Hi,

Looks like I was a little confused.  It appears that the nan* versions of functions in numpy just substitute the NaNs in a copy of the original array and so are just convenience methods.  I was imagining that they were optimized and handling the NaNs at a lower level.  It looks like the "bottleneck" package tries to do this for nansum, nanprod, etc, but I don't know if it is able to take advantage of SSE or not.

Anyways, maybe if I elaborate someone can offer suggestions.

My application is: given a large N-dimensional array, and a selected (N-1)-dimensional slice of it, compute the Pearson correlation of that slice versus all other (N-1)-dimensional slices of the array, omitting NaN's from the calculation.

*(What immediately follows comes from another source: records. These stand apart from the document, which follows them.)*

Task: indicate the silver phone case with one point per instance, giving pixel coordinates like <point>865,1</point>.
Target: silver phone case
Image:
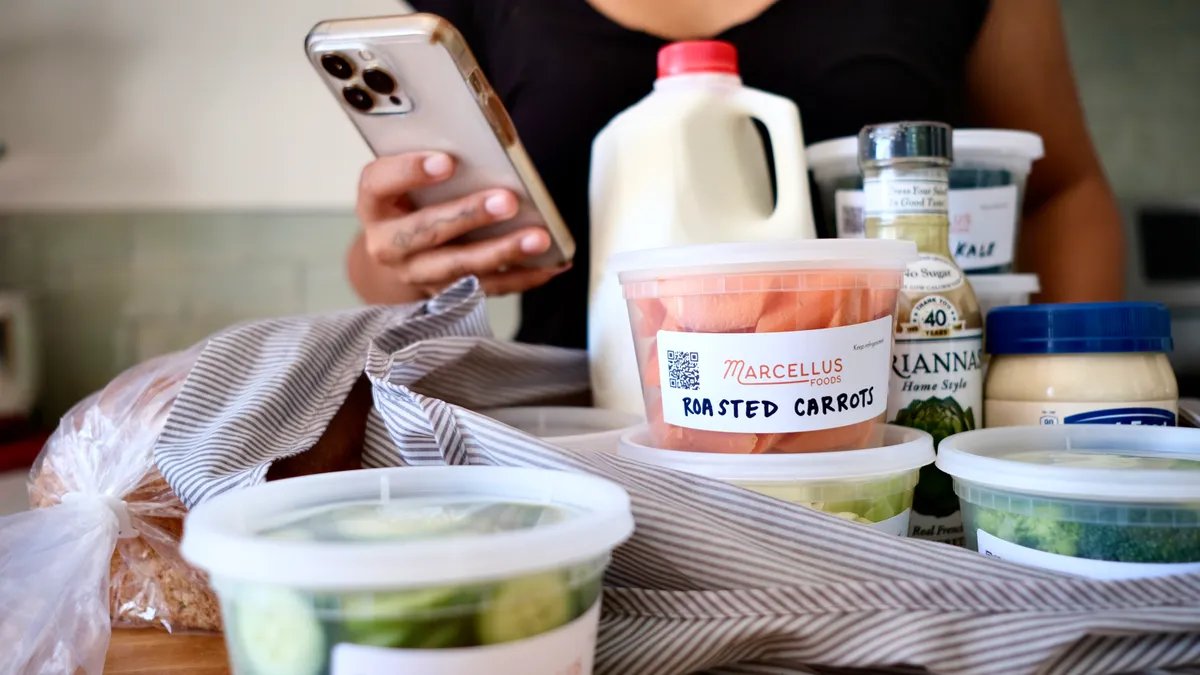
<point>450,107</point>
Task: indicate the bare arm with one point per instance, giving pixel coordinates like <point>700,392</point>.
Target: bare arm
<point>1019,77</point>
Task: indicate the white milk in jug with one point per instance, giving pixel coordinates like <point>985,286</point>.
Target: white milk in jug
<point>685,166</point>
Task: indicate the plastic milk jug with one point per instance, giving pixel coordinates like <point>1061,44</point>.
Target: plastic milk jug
<point>685,165</point>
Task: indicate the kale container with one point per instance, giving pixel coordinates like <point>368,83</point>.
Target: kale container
<point>1098,501</point>
<point>415,569</point>
<point>987,193</point>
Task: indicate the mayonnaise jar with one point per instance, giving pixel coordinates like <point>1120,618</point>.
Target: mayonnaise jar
<point>1091,363</point>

Ignoring NaN's for a moment, here is the slow and obvious way to do it:

    from scipy.stats import pearsonr
    import numpy as np
    def corrs(data,index,dim):
        seed = data.take(index,dim)
        res = np.zeros(data.shape[dim])
        for i in range(0,data.shape[dim]):
            res[i] = pearsonr(seed, data.take(i,dim))[0]
        return res

Doing all the math by hand and using einsum, there is an extremely fast (though fairly cryptic) way of doing this:

    def corrs2(data, index, axis):
        seed = data.take([index], axis=axis)

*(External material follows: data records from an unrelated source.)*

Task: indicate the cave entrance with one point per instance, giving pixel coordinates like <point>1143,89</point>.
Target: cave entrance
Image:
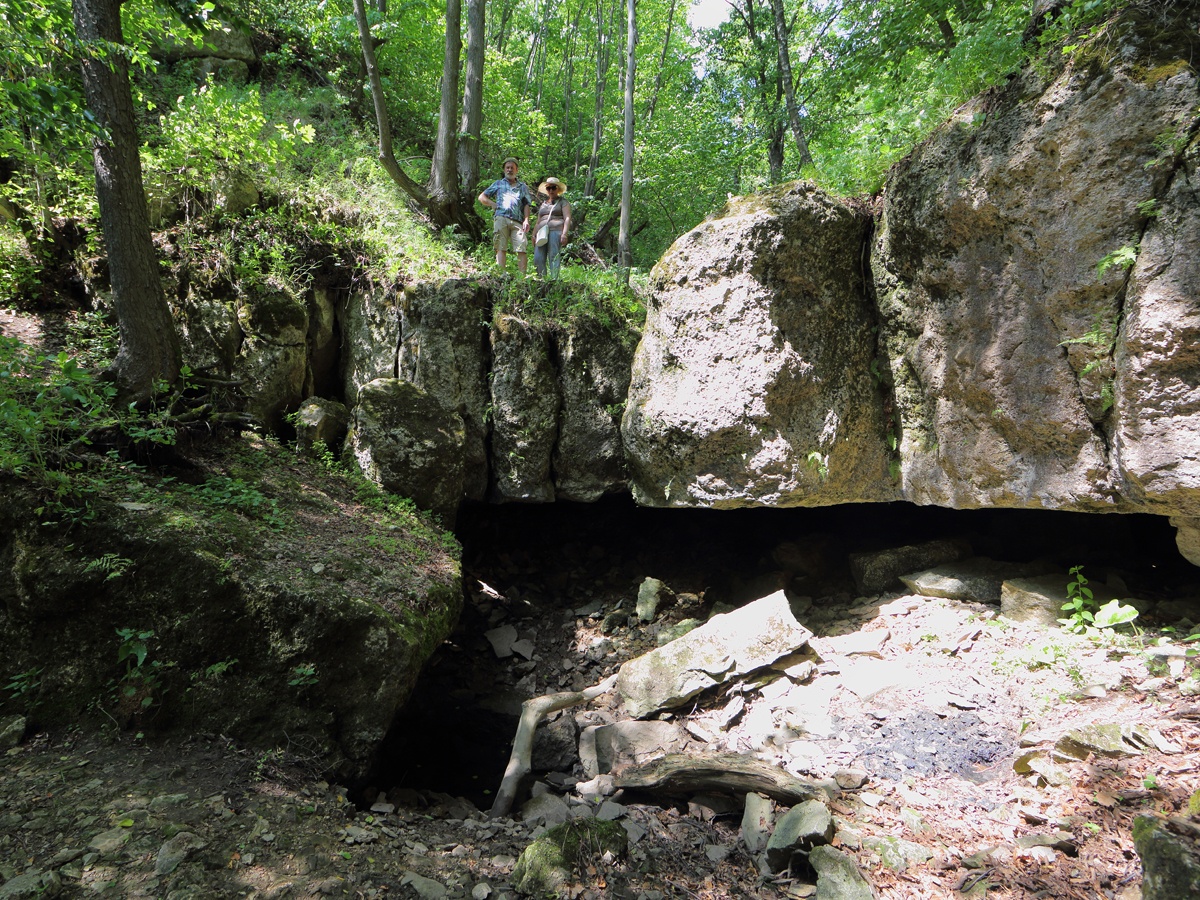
<point>562,575</point>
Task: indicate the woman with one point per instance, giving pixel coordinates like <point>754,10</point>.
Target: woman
<point>556,213</point>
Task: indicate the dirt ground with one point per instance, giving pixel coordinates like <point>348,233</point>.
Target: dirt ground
<point>934,701</point>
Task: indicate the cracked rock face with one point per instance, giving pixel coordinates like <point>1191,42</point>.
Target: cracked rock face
<point>1025,372</point>
<point>753,383</point>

        sdims = range(0,seed.ndim)
        ddims = range(0,data.ndim)
        sample_axes = np.array([i for i in ddims if i != axis])

        seed_mean = np.einsum(seed, sdims, []) / seed.size
        data_mean = np.einsum(data, ddims, [axis]) / seed.size
        data_mean.shape = tuple(data.shape[i] if i == axis else 1 for i in ddims) # restore dims after einsum

        seed_dev = np.einsum(seed-seed_mean, sdims, sdims)
        numerator = np.einsum(seed_dev, ddims, data, ddims, [axis])
        numerator -= np.einsum(seed_dev, ddims, data_mean, ddims, [axis])

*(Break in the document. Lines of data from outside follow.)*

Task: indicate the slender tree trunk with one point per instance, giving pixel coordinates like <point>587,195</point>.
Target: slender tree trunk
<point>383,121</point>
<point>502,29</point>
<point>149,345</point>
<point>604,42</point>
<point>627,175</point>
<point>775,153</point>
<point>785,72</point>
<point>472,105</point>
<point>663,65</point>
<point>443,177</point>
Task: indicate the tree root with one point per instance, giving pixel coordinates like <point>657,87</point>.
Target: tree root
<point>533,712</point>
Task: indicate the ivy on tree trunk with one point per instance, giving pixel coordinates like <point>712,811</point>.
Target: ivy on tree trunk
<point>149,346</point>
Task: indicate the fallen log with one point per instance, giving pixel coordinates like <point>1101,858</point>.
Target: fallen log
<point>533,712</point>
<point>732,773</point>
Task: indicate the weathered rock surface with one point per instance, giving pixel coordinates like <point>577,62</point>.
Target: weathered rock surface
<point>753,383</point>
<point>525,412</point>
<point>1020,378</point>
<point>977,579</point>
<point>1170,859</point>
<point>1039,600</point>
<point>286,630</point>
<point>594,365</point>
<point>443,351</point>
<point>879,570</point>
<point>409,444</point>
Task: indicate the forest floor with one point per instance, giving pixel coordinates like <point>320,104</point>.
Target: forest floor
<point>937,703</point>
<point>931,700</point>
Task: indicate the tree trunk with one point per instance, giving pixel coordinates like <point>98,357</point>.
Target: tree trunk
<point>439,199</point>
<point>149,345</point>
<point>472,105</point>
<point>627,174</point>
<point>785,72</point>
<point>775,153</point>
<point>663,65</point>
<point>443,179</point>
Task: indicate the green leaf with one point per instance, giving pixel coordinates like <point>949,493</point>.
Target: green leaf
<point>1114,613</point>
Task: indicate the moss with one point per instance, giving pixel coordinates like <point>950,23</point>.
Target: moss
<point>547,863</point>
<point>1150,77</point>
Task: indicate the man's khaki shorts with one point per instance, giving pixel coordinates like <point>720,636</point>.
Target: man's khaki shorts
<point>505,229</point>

        denominator = np.einsum(data, ddims, data, ddims, [axis])
        denominator += -2.0*np.einsum(data, ddims, data_mean, ddims, [axis])
        denominator += np.sum(data_mean**2, axis=sample_axes) * seed.size
        denominator *= np.einsum(seed_dev**2, sdims, [axis])
        denominator = np.sqrt(denominator)

        return np.clip(numerator / denominator, -1.0, 1.0)

It also doesn't need to make a copy of the array.  Re-introducing the requirement to handle NaNs, though, I couldn't find any option besides making a mask array and introducing that explicitly into the calculations.  That's why I was imagining an optimized "naneinsum."

Are there any existing ways of doing sums and products on numpy arrays that have a fast way of handling NaNs?  Or is a mask array the best thing to hope for?  I think that for this problem that I could transpose and reshape the N-dimensional array down to 2-dimensions without making an array copy, which might make it easier to interface with some optimizing package that doesn't support multidimensional arrays fully.

I am fairly new to making numpy/python fast, and coming from MATLAB am very impressed, though there are a bewlidering number of options when it comes to trying to optimize.

Thanks,
Chris

On Tue, Apr 19, 2016 at 11:12 AM, Chris Barber <barberchris01@gmail.com> wrote:
Is there any interest in a nan-ignoring version of einsum a la nansum, nanprod, etc?  Any idea how difficult it would be to implement?